The recent monetary penalty of £200,000 issued by the Information Commissioner’s Office to NHS Surrey for failing to check the destruction of old computers highlights the importance of an asset disposal strategy.
NHS Surrey employed a data destruction company to wipe and destroy their old computer equipment. The service was provided for free, however an agreement was in place that any salvageable materials could be sold on once the hard drives were securely destroyed.
Unfortunately, thousands of patient records were found on a second hand computer bought through an online auction site. A further three computers were subsequently retrieved containing personal data.
The ICO ruled that NHS Surrey failed to observe and monitor the destruction process, and did not have a contract in place explaining the legal requirements of the data destruction under the Data Protection Act (DPA).

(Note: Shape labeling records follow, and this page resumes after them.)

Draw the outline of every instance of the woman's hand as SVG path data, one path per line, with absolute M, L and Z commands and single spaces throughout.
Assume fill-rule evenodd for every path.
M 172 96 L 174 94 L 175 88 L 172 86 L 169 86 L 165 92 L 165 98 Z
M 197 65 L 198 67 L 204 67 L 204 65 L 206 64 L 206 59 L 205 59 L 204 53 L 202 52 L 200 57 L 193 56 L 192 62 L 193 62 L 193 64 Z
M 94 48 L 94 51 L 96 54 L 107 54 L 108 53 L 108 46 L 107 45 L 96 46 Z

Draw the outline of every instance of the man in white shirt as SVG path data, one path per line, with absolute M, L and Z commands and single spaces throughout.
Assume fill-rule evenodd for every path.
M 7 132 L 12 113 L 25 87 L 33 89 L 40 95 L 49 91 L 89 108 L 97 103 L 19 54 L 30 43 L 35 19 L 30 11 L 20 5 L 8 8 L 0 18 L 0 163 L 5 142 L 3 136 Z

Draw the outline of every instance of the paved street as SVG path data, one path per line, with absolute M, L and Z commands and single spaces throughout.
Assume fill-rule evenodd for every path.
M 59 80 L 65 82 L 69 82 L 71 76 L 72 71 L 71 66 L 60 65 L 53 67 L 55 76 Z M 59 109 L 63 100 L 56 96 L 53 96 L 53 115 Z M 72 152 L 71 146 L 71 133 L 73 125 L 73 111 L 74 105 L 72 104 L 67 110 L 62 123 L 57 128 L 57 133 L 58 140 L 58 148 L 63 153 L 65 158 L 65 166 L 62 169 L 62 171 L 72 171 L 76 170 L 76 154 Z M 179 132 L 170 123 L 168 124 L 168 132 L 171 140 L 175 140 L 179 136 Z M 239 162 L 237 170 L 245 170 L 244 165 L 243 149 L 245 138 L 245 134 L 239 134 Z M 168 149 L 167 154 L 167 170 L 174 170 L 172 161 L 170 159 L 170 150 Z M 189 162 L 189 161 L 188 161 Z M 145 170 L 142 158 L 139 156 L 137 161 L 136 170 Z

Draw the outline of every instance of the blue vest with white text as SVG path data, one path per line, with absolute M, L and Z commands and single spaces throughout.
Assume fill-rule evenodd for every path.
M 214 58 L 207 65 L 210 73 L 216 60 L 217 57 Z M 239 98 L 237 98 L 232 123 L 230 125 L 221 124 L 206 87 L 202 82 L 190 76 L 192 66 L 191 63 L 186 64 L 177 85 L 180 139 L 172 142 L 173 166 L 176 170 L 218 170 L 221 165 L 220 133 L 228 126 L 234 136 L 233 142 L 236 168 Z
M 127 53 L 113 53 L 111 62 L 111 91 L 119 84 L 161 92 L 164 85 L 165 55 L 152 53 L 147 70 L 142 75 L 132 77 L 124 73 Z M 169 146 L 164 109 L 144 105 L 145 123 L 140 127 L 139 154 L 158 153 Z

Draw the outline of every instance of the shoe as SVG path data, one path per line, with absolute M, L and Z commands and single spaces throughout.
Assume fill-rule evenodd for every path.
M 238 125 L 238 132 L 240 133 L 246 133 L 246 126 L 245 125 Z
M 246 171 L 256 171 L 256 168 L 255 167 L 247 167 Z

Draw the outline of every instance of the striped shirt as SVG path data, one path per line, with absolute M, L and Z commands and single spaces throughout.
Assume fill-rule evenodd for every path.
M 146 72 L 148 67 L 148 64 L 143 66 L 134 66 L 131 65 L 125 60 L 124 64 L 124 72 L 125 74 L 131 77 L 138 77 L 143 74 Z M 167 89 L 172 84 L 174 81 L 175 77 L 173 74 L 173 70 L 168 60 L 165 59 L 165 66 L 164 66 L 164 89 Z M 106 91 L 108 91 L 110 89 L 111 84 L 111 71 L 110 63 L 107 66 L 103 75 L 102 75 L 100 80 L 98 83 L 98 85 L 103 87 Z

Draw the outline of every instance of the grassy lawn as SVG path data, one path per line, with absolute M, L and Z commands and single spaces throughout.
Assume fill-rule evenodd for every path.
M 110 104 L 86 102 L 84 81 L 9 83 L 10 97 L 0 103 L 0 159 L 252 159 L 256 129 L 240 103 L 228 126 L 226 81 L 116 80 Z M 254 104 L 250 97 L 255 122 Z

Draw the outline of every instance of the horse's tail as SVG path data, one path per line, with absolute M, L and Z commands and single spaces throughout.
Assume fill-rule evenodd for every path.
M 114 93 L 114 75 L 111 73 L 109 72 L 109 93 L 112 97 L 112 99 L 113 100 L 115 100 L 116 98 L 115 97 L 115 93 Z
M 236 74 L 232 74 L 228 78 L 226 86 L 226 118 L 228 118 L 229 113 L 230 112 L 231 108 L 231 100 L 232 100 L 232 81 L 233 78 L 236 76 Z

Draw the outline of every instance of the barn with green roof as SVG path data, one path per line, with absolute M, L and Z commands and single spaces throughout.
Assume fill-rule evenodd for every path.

It is crucial that organisations continually risk assess their current disposal processes and carefully consider the vulnerabilities associated with each method of disposal. This applies not just to PCs and laptops, but to servers, printers, USB sticks, back up storage devices and paper records. Remember that any specialist service provider is considered a “data processor” under the DPA and a written contract should be in place with clear and precise guidelines on the services to be undertaken. Service providers should be monitored or audited where possible and certificates of destruction provided.
If personal data is compromised during the asset disposal process (even after it has been passed to a service provider) the organisation could face financial and reputational damage as a result a Data Protection Act breach . Therefore, it is essential that the disposal process is managed effectively as an integral element of an Information Security Management System.